Connect anything via Zapier Webhooks — no code, no Make, no servers.

# Zap recipe:
#   Trigger: any (Schedule / Webhook / Form)
#   Action 1: Webhooks by Zapier → POST
#     URL:     https://fareof.com/api/search/ai
#     Headers: Authorization: Bearer YOUR_FAREOF_KEY
#     Payload: { "prompt": "{{trigger.intent}}" }
#   Action 2: iterate over data.items → push each into Sheets / Notion / CRM
#
# Same pattern for /api/verify (single email) — wire it to a Typeform
# submission to score+save leads in real time.

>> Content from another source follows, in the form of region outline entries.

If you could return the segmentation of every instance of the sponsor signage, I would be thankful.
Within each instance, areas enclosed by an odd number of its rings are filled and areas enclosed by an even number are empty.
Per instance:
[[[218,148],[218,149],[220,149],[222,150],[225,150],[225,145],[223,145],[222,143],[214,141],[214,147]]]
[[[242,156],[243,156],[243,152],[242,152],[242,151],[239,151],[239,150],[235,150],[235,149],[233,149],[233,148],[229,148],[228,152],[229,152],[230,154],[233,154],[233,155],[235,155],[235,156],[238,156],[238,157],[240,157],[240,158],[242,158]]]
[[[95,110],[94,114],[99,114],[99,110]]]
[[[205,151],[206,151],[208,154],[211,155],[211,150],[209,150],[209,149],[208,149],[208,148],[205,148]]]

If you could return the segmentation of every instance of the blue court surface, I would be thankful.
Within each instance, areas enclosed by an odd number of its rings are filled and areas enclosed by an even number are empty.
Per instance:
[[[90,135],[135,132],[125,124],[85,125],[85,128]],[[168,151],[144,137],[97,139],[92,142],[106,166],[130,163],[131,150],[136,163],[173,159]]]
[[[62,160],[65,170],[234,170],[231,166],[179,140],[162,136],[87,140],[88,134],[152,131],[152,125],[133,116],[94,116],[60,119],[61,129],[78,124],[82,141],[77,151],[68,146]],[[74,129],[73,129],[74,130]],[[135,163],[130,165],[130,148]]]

Want a deeper integration? Hit [email protected] with the tool name — we usually publish a new recipe within a week.

Webhooks

fareof receives webhooks from DodoPayments at POST /api/webhooks/dodo for billing events (subscription created/updated/canceled). Signature is verified with standardwebhooks using DODO_WEBHOOK_KEY. Outbound webhooks (account → your servers) are not yet available.

Changelog

v0.4.02026-04-28feature

API keys: mint, list, revoke under /app/settings/api-keys. Keys hashed with sha-256 + pepper.
Bearer token auth on all /api/* endpoints (in addition to the existing cookie session).
Public docs at /docs with quickstart + endpoint reference + this changelog.

v0.3.02026-04-28seo

Cache-Control TTL dropped from 1 year to 5 minutes (with stale-while-revalidate).
metadataBase set to https://fareof.com — OG/Twitter cards no longer broken.
Sitemap regenerated as app/sitemap.ts; robots.txt cleaned up.
Security headers (HSTS, X-Frame-Options, X-Content-Type-Options, Referrer-Policy, Permissions-Policy) added globally.
Auth pages now noindex.
JSON-LD: SoftwareApplication, FAQPage, Product+Offer, BreadcrumbList shipped.
New /about page; metadata on /privacy /terms /refund.

v0.2.02026-04-28infra

Production deploy: ems server (Ubuntu 24.04, 64GB RAM, NVMe).
Postgres 16 + pgvector + pg_trgm provisioned, tuned for the box.
Cloudflare Tunnel terminating HTTPS at the edge → systemd Next.js + Fastify on the box.
Architecture: same-origin (no api.fareof.com) so cookies flow without cross-subdomain config.

v0.1.02026-04-28initial

SuperAdmin panel at /admin: users, organizations, plans CRUD.
AI prompt search via z.ai; triple-verified emails through the fareof verifier.
Lead lists + bulk verification + CSV export.
DodoPayments billing (test mode) on the four-tier plan ladder ($0 / $40 / $150 / $400).
Email verification + password reset via SMTP (Brevo).